By Ali Imran
ISLAMABAD: A delegation led by State Minister for Petroleum Musadik Malik on Monday has left for Russia to discuss an agreement for the import of oil at cheap price.
The agreement for the import of oil at a cheap price will help Pakistan save dollars and tackle skyrocketing fuel prices.
The delegation led by Musadik Malik comprised of secretary petroleum Muhammad Mahmood and others will discuss cooperation between Islamabad and Moscow in the petroleum sector. Furthermore, the construction work on the Pak-Stream Gas Line will also come under discussion.
Earlier, the National Assembly was informed that a high-power delegation would soon visit Russia to negotiate any possibility of long-term cooperation to acquire gas and oil.
According to details, Parliamentary Secretary for Petroleum Division Hamid Hameed told the House in response to a question during Question Hour. “At present Russia has not offered to supply gas to Pakistan,” he said.
Hamid Hameed, however, added the government of Pakistan had written a letter to Russian authorities on the 11th of the last month, conveying interest to procure two to three cargoes of LNG for the month of December 2022 and January next year at discounted price and deferred payment facility.
Sunday, Finance Minister Ishaq Dar had expressing a hope that the current tour will be successful. He also hoped that Pakistan would succeed in inking the agreement on favourable terms, saying Pakistan will not face any risk of default, the finance minister said that all due payments will be made timely.
Earlier this month, the country’s finance czar said that the US could not stop Pakistan from purchasing the Russian oils. Addressing a gathering in Dubai on November 13, Dar also said Islamabad aimed at signing the import deal with Moscow on terms similar to those agreed by New Delhi.
He said that the US had been conveyed that Pakistan could buy oil from Russian because India was doing the same. The minister went on to say that it was decided in the meeting that Pakistan could strike a deal to buy Russian oil.

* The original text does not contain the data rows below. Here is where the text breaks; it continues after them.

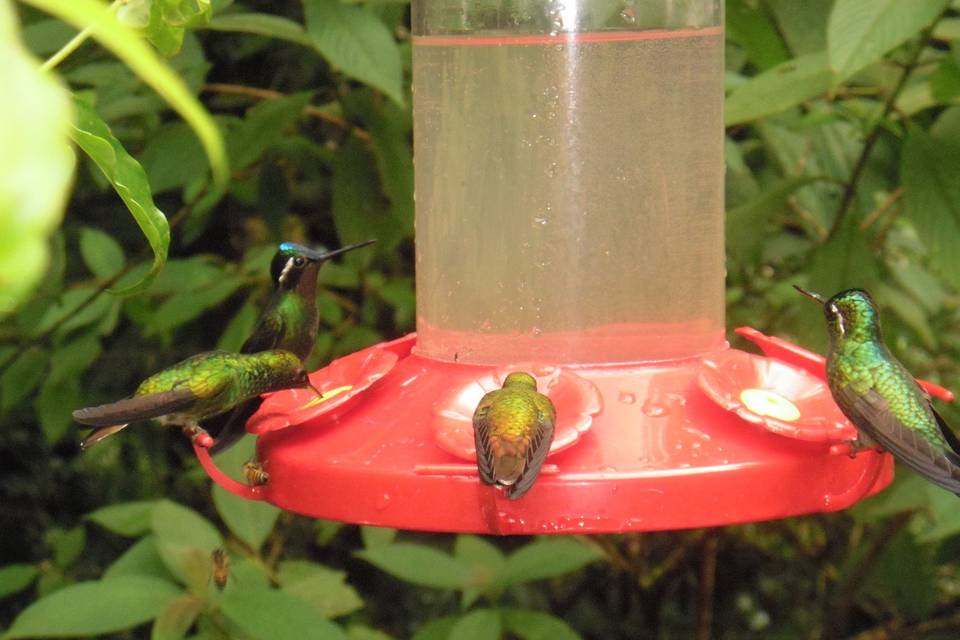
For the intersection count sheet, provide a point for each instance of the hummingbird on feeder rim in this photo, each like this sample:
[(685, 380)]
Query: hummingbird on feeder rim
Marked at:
[(197, 388), (513, 429), (289, 321), (879, 396)]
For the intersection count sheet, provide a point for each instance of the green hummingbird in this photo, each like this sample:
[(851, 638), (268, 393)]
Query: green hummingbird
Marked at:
[(879, 396), (199, 387), (289, 321), (513, 429)]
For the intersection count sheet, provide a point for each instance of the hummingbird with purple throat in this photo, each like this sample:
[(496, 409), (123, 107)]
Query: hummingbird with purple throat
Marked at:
[(879, 396), (289, 321)]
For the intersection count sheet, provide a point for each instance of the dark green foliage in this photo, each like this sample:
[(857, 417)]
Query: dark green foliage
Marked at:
[(843, 170)]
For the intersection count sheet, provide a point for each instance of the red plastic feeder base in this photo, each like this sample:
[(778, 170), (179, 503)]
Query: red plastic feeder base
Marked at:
[(728, 438)]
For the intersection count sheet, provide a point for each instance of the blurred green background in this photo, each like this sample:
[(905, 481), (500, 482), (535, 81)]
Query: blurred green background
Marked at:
[(843, 169)]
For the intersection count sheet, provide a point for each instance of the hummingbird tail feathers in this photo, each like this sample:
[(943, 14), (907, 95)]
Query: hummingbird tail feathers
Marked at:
[(151, 405), (101, 434)]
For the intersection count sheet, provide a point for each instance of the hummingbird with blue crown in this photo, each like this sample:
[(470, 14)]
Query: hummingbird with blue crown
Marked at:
[(289, 321), (202, 386), (879, 396), (513, 429)]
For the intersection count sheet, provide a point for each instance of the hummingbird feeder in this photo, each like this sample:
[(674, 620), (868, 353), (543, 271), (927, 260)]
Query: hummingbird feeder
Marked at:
[(569, 204)]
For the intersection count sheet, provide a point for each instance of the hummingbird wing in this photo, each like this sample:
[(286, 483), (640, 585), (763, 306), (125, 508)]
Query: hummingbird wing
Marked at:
[(142, 407), (481, 437), (871, 413), (536, 453), (229, 427)]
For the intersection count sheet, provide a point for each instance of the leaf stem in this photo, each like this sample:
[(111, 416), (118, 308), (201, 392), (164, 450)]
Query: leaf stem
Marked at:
[(74, 44), (889, 106)]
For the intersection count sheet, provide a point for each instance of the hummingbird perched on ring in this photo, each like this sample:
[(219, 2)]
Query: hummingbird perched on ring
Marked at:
[(513, 428), (197, 388), (289, 321), (879, 396)]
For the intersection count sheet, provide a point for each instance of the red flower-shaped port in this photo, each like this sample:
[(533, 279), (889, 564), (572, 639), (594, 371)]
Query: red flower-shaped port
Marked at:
[(576, 400), (775, 395), (341, 382)]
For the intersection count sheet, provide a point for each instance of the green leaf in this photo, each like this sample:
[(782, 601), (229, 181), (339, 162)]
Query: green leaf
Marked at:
[(127, 45), (265, 124), (173, 158), (753, 30), (377, 536), (185, 541), (436, 629), (418, 564), (485, 562), (142, 559), (239, 328), (177, 618), (16, 577), (535, 625), (358, 213), (262, 24), (479, 624), (931, 194), (189, 305), (126, 175), (268, 614), (128, 519), (101, 253), (860, 32), (777, 89), (745, 224), (547, 558), (249, 520), (94, 608), (66, 545), (36, 169), (357, 42), (22, 376), (321, 586)]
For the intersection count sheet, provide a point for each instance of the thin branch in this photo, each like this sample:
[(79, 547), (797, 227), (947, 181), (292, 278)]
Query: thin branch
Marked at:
[(881, 209), (270, 94), (74, 44), (851, 187), (707, 586)]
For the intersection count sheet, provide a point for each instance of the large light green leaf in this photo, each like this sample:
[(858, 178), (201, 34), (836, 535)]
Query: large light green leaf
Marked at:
[(931, 193), (249, 520), (263, 24), (36, 166), (418, 564), (126, 175), (861, 31), (127, 46), (94, 608), (784, 86), (355, 41), (269, 614)]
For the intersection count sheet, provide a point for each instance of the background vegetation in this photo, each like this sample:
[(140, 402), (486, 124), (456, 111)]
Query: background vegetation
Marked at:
[(224, 127)]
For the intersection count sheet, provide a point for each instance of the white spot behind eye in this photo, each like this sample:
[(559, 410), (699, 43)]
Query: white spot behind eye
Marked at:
[(286, 270)]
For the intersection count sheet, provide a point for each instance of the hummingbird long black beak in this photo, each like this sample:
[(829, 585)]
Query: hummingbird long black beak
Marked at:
[(810, 294), (320, 257)]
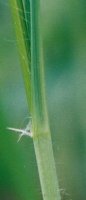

The US and EU and UK are intending to impose by December 5 a price cap on Russian crude oil in the international market somewhere between $65 and $70 per barrel. However, there are reports that some EU countries may have differences of opinion on the price cap, which may delay the announcement of the price of Russian oil by G-7 countries.
Russia’s flagship crude grade Urals currently trades at around $52 per barrel, more than $10 a barrel lower than the low end of a proposed G7-EU-UK price cap of $65-$70 per Russian barrel of crude.
After the price cap, the EU countries would use their own vessels for using the Russian oil below the price cap and transactions would be done through their banks under SWIFT mode.